Она замолчала, подбирая слова, и вдруг, чуть смутившись, добавила:
– Во второй раз книга показалась мне страшной.
Леонида кольнуло это признание. Он ожидал услышать всё, что угодно – что роман «глубокий», «провокационный», даже «безнадёжный», – но не «страшный». Этот эпитет был слишком личным, почти интимным, и именно поэтому задел сильнее прочих. Леонид вспомнил, как писал «Бесконечный день» – в состоянии полусна, когда дни сливались и время то ускорялось, то тянулось мучительно медленно. Как мучительно сомневался, стоит ли вообще отправлять рукопись в издательство, а потом неделями не отвечал на звонки редактора, боясь, что всё испортит обычное человеческое общение и его голос предаст его – иронией, усталостью, или, не дай Бог, надеждой.
– Не думаю, что она страшная, – медленно произнёс Леонид, хотя понимал, что собеседница права. – Скорее честная. Там нет ни хэппи-энда, ни катарсиса, ни даже однозначного финала. Только ожидание, что когда-нибудь это всё закончится.
Марина слушала его очень внимательно – так слушают только люди, которые умеют не перебивать. Смотрела не в глаза, а чуть вбок, как будто запоминала его ответы на уровне интонаций, а не только смысла.
– Мне показалось, что главный герой – не столько ваш автопортрет, сколько собирательный образ человека, который боится собственного будущего. Он ведь не выбирает, потому что в каждой версии себя он всё равно одинок. Даже если остаётся с той, которую любит, даже если уходит к другой. В этом и есть страх, – осторожно добавила журналистка. – Оказаться в любом случае ненужным.

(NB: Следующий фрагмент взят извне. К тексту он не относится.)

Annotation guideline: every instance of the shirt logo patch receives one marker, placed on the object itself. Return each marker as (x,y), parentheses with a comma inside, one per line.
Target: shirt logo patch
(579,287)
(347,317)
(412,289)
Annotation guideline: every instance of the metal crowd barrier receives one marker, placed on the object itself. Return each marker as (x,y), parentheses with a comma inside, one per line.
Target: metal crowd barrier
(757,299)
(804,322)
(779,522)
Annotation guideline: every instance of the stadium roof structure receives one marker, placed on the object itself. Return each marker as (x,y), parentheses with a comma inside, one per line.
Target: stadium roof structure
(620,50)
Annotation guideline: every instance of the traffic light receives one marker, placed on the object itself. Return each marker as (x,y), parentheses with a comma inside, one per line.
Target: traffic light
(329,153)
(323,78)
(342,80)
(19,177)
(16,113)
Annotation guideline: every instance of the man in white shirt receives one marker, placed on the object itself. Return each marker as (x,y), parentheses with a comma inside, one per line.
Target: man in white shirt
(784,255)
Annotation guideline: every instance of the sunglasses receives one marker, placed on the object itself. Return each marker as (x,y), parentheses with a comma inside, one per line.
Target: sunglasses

На кухне тикали часы, и тиканье подчёркивало паузу, которой Леонид не спешил заполнять.
– Когда я писал этот роман, – наконец сказал Полётов, – я сам ещё не понимал, от чего бегу. Тогда казалось, что можно сбежать, если спрятаться как можно дальше: в горы, в книги, в самого себя. Но всегда остаётся что-то, что догоняет. Иногда это просто память, иногда – кто-то вроде вас, кто вдруг спрашивает ровно то, о чём старался не думать.
Он хотел улыбнуться, но получилось слишком криво.
– Я не психотерапевт, – сказала Марина, и в её голосе прозвучала лёгкая самоирония. – Просто, когда читаешь такие книги, кажется, будто у автора есть ответы, которых у тебя самого никогда не будет. Наверное, это обман.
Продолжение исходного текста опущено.